Together, Heck and Blessing practiced maneuvering around the self-made course for three days before arriving at the Illinois Truck Driving Championship in June.

BCO Joe Brinkman, who is newer to the Florida competition scene but has already competed upward of six times since 2018, prefers to prep by brushing up on subjects that might come up in the written test.

“They ask questions about regulations that have changed,” he says, “and safety questions about hazardous materials, as well as when you are or aren’t allowed to haul something.”

But above all, these truck driving competitions are designed to emphasize safety.

“You get to network and learn other safe-driving techniques. It’s great to network safety,” Heck says. “You cannot even apply to compete if you’ve been involved in any form of a moving accident on the road or had any moving violations within a year before competition. And that’s a great motivator for continuing to drive safely every day, too.”
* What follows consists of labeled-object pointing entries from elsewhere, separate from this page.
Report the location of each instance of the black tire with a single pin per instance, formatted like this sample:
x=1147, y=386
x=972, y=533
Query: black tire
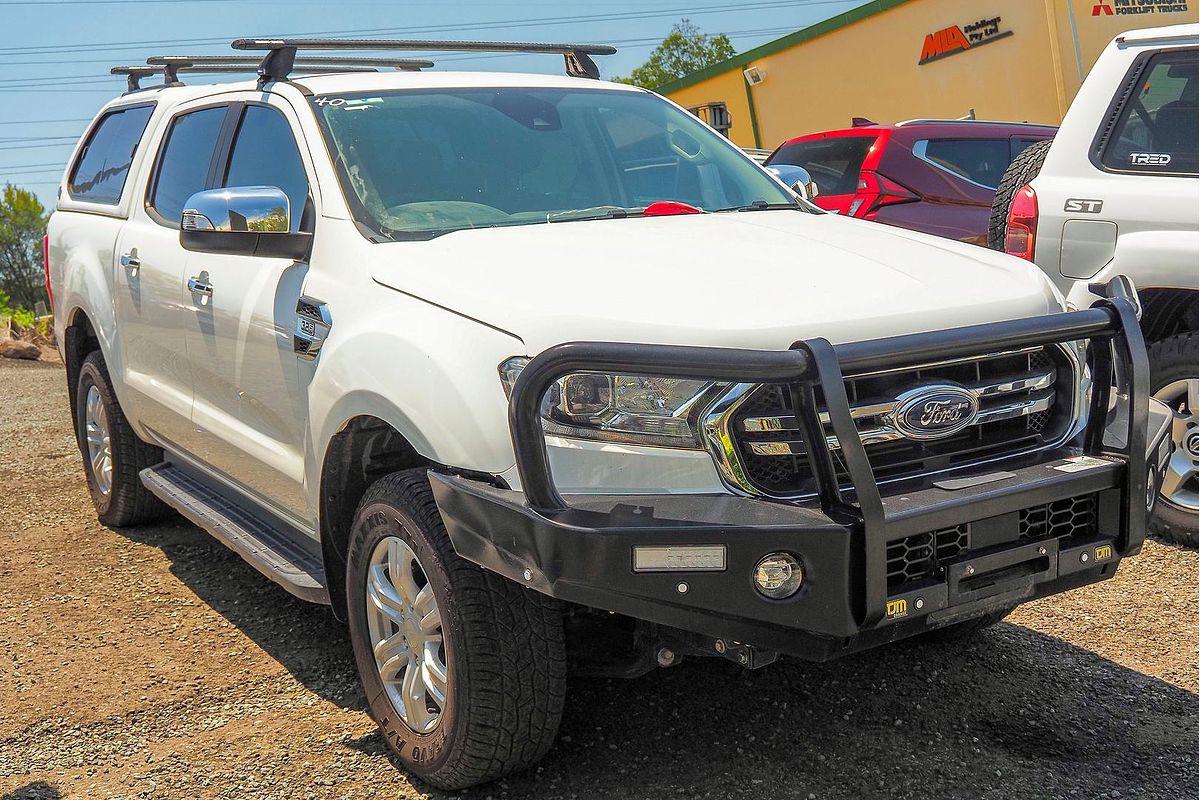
x=964, y=630
x=504, y=648
x=1024, y=169
x=1170, y=360
x=127, y=503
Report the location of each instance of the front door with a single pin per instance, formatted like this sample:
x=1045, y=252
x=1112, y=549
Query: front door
x=250, y=407
x=149, y=280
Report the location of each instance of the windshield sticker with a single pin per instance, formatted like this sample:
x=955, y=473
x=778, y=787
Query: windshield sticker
x=348, y=104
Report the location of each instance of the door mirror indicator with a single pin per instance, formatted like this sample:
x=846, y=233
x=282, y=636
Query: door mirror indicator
x=241, y=221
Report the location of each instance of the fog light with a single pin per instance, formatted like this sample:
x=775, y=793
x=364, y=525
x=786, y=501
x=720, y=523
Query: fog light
x=778, y=576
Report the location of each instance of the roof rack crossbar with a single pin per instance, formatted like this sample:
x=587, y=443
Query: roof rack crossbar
x=214, y=68
x=281, y=53
x=135, y=74
x=334, y=62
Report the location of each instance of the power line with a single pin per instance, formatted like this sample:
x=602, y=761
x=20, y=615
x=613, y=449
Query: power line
x=82, y=119
x=425, y=29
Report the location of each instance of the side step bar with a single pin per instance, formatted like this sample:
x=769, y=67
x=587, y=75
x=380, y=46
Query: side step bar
x=270, y=548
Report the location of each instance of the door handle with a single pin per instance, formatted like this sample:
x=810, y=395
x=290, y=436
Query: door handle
x=198, y=286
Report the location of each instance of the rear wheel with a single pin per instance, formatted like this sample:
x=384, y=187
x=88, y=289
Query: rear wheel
x=465, y=672
x=1173, y=380
x=112, y=453
x=1024, y=169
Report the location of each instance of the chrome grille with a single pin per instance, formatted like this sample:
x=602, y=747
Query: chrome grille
x=1025, y=402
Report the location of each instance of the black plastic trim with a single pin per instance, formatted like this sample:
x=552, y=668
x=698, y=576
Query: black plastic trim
x=1115, y=109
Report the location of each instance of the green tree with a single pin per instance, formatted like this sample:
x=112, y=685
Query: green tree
x=683, y=52
x=22, y=226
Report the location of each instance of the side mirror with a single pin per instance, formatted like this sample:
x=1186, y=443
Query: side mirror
x=241, y=221
x=796, y=178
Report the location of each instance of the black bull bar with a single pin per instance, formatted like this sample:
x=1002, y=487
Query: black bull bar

Sizing Up the Competitions

There are always opportunities if drivers are interested in competing with their colleagues for bragging rights and trophies. Here are some tips that may help get new contestants started:

  • Truck Beauty Shows:

            o Research the shows that are hosted locally

            o Review the rules and available categories

            o Check out photos from past winners for comparison

  • Truck Driving Competitions:

            o Research the competitions that are hosted locally

            o Study common questions for the written test

            o Look into empty parking lots or nearby open areas
               that may be used for practice grounds

In terms of truck driving competitions, a BCO’s assigned Landstar field safety manager can help determine eligibility in state competitions under the Landstar name.

Blessing has some encouraging words for those testing their skills: “Know yourself, know your limits and use those limits as a stepping stone,” he says. “If you don’t do well, don’t beat yourself up. Use that as a power to motivate yourself for the next year. Strive to be better.”